Kimmelstiel C, Phang R, Rehman A, Rand W, Miele R, Rhofiry J, MacIsaac D A, Gouveia W, Denier D, Becker R C
Cardiac Catheterization Laboratory, The New England Medical Center, 750 Washington Street, Boston, MA 02111, USA.
J Thromb Thrombolysis. 2001 May;11(3):203-9. doi: 10.1023/a:1011904718960.
Platelet glycoprotein (GP) IIb/IIIa antagonists reduce the occurrence of death, myocardial infarction (MI) and urgent revascularization among patients undergoing percutaneous coronary intervention (PCI). Despite a similar mechanism of platelet inhibition, the three currently approved agents vary widely in cost.
The purpose of this prospectively designed, retrospective analysis was to determine clinical outcomes for patients receiving abciximab, tirofiban or eptifibatide as adjunctive therapy during PCI at a single center. We hypothesized that there would be no difference in outcomes during hospitalization following PCI in patients receiving tirofiban or eptifibatide compared with those patients who received abciximab. Outcomes examined included in-hospital mortality, hemorrhagic procedural complications, need for recatheterization, peak creatine kinase following intervention and length of hospital stay (LOS).
Two hundred and sixty seven consecutive patients in whom GP IIb/IIIa antagonist therapy was initiated in the catheterization laboratory for PCI were analyzed. Abciximab-treated patients were more likely to be undergoing primary (p<0.001) and rescue (p=0.022) PCI and to have received fibrinolytic therapy (p=0.013) when compared to patients receiving tirofiban or eptifibatide. There were no significant differences between abciximab- and non abciximab-treated patients in either the primary PCI or non primary PCI groups in any of the studied endpoints. In patients undergoing primary PCI, abciximab-treated patients when compared with non abciximab-treated patients exhibited a trend toward an increase in hospital LOS (7.8+/-7.0 d vs 6.2+/-3.9, p=0.19) and in the frequency of hemorrhagic complications (22.1% vs 5.3%, p=0.11). In patients not receiving fibrinolytic therapy, abciximab-treated patients experienced a trend toward increased hemorrhagic complications following PCI when compared to non abciximab-treated patients (10.2% vs 6.0%, p=0.28). Complications distant from the vascular access site comprised 62.5% of hemorrhagic complications in the abciximab-treated group, but only 20% of the complications in the non-abciximab treated population (p<0.001). These data suggest no differences in acute outcomes between groups of patients receiving abciximab or other approved GP IIb/IIIa antagonists highlighting a potential significant cost saving.
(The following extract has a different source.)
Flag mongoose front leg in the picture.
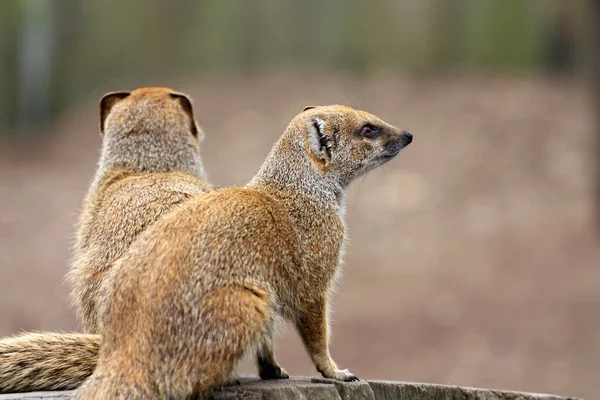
[256,337,290,379]
[296,299,358,382]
These data will require interpretation following the publication of comparative trials.
血小板糖蛋白(GP)IIb/IIIa拮抗剂可降低接受经皮冠状动脉介入治疗(PCI)患者的死亡、心肌梗死(MI)及紧急血运重建的发生率。尽管三种药物抑制血小板的机制相似,但目前已获批的这三种药物在成本上差异很大。
本项前瞻性设计的回顾性分析旨在确定在单一中心接受PCI治疗时接受阿昔单抗、替罗非班或依替巴肽作为辅助治疗患者的临床结局。我们假设接受替罗非班或依替巴肽治疗的患者与接受阿昔单抗治疗的患者相比,PCI术后住院期间的结局无差异。所检查的结局包括住院死亡率、出血性手术并发症、再次导管插入术的需求、干预后肌酸激酶峰值及住院时间(LOS)。
对在导管室开始接受GP IIb/IIIa拮抗剂治疗以进行PCI的267例连续患者进行了分析。与接受替罗非班或依替巴肽治疗的患者相比,接受阿昔单抗治疗的患者更有可能接受直接(p<0.001)和补救性(p=0.022)PCI,且接受过溶栓治疗(p=0.013)。在任何研究终点方面,直接PCI组或非直接PCI组中,接受阿昔单抗治疗与未接受阿昔单抗治疗的患者之间均无显著差异。在接受直接PCI的患者中,与未接受阿昔单抗治疗的患者相比,接受阿昔单抗治疗的患者住院时间有增加趋势(7.8±7.0天对6.2±3.9天,p=0.19),出血并发症发生率也有增加趋势(22.1%对5.3%,p=0.11)。在未接受溶栓治疗的患者中,与未接受阿昔单抗治疗的患者相比,接受阿昔单抗治疗的患者PCI术后出血并发症有增加趋势(10.2%对6.0%,p=0.28)。血管穿刺部位以外的并发症在接受阿昔单抗治疗组的出血并发症中占62.5%,而在未接受阿昔单抗治疗组中仅占20%(p<0.001)。这些数据表明接受阿昔单抗或其他已获批的GP IIb/IIIa拮抗剂治疗的患者组在急性结局方面无差异,这突出显示了潜在的显著成本节约。这些数据需要在比较试验发表后进行解读。